Prima che nessuno avesse potuto scendere dai vagoni, gl’ispettori di polizia si presentarono alle portiere per esaminare i viaggiatori.

Michele Strogoff mostrò il suo podarosna, fatto in nome di Nicola Korpanoff. Dunque nessuna difficoltà.

Quanto agli altri viaggiatori dello scompartimento, diretti tutti a Nijni-Novgorod, nessuno parve sospetto, fortunatamente per essi.

La giovinetta presentò non solo il passaporto, perchè non è richiesto in Russia, ma un permesso d’un’impronta speciale e che sembrava di natura tutta propria.

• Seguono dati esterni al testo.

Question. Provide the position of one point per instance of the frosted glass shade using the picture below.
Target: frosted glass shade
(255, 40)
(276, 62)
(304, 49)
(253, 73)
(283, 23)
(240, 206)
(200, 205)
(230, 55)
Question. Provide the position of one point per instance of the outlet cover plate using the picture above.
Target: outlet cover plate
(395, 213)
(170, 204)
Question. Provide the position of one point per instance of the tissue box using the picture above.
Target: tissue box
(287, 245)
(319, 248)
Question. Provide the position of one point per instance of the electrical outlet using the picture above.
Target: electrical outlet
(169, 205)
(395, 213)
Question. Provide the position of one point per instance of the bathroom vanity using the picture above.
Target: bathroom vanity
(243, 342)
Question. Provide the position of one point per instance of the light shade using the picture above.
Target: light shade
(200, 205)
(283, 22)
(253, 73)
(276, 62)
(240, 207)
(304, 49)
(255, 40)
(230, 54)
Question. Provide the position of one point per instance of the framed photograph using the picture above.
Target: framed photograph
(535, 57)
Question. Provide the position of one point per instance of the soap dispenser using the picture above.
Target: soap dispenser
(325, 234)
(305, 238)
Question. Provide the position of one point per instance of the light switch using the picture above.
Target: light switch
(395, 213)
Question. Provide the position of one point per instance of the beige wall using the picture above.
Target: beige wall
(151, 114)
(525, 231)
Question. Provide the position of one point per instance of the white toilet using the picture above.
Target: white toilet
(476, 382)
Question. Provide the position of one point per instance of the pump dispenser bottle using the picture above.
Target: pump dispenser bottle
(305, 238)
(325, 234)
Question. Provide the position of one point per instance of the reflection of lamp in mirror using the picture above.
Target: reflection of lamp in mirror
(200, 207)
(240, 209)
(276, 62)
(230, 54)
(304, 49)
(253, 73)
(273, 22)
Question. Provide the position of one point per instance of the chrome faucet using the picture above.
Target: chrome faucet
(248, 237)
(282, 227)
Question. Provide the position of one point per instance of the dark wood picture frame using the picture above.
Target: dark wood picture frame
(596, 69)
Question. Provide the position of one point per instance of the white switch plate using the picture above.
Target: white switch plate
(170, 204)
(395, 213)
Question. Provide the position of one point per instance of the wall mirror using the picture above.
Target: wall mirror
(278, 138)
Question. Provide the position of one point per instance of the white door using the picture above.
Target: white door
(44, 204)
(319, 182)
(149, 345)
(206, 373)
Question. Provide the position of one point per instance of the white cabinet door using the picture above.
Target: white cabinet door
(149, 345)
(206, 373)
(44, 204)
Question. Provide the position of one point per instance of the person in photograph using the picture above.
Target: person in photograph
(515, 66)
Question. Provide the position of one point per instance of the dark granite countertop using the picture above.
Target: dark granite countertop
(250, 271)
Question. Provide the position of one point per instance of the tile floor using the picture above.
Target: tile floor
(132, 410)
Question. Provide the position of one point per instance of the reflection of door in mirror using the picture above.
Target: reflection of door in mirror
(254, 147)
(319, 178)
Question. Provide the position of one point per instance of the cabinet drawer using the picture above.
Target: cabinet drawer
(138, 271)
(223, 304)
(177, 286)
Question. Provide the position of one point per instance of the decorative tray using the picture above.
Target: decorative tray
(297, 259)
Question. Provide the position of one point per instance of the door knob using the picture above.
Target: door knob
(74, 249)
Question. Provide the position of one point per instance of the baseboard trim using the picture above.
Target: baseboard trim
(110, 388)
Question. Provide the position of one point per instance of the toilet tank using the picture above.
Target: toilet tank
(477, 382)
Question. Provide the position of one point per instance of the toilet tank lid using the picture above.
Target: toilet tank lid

L’ispettore lo lesse attentamente, e dopo aver esaminato colei di cui dava i connotati, disse:

— Tu sei di Riga?

— Sì, rispose la giovinetta.

— Tu vai ad Irkutsk?

— Sì.

— Per qual strada?

— Per la via di Perm.

— Bene, rispose l’ispettore. Bada a far vidimare il tuo permesso nella casa di polizia di Nijni-Novgorod.

La giovinetta s’inchinò in atto di affermazione.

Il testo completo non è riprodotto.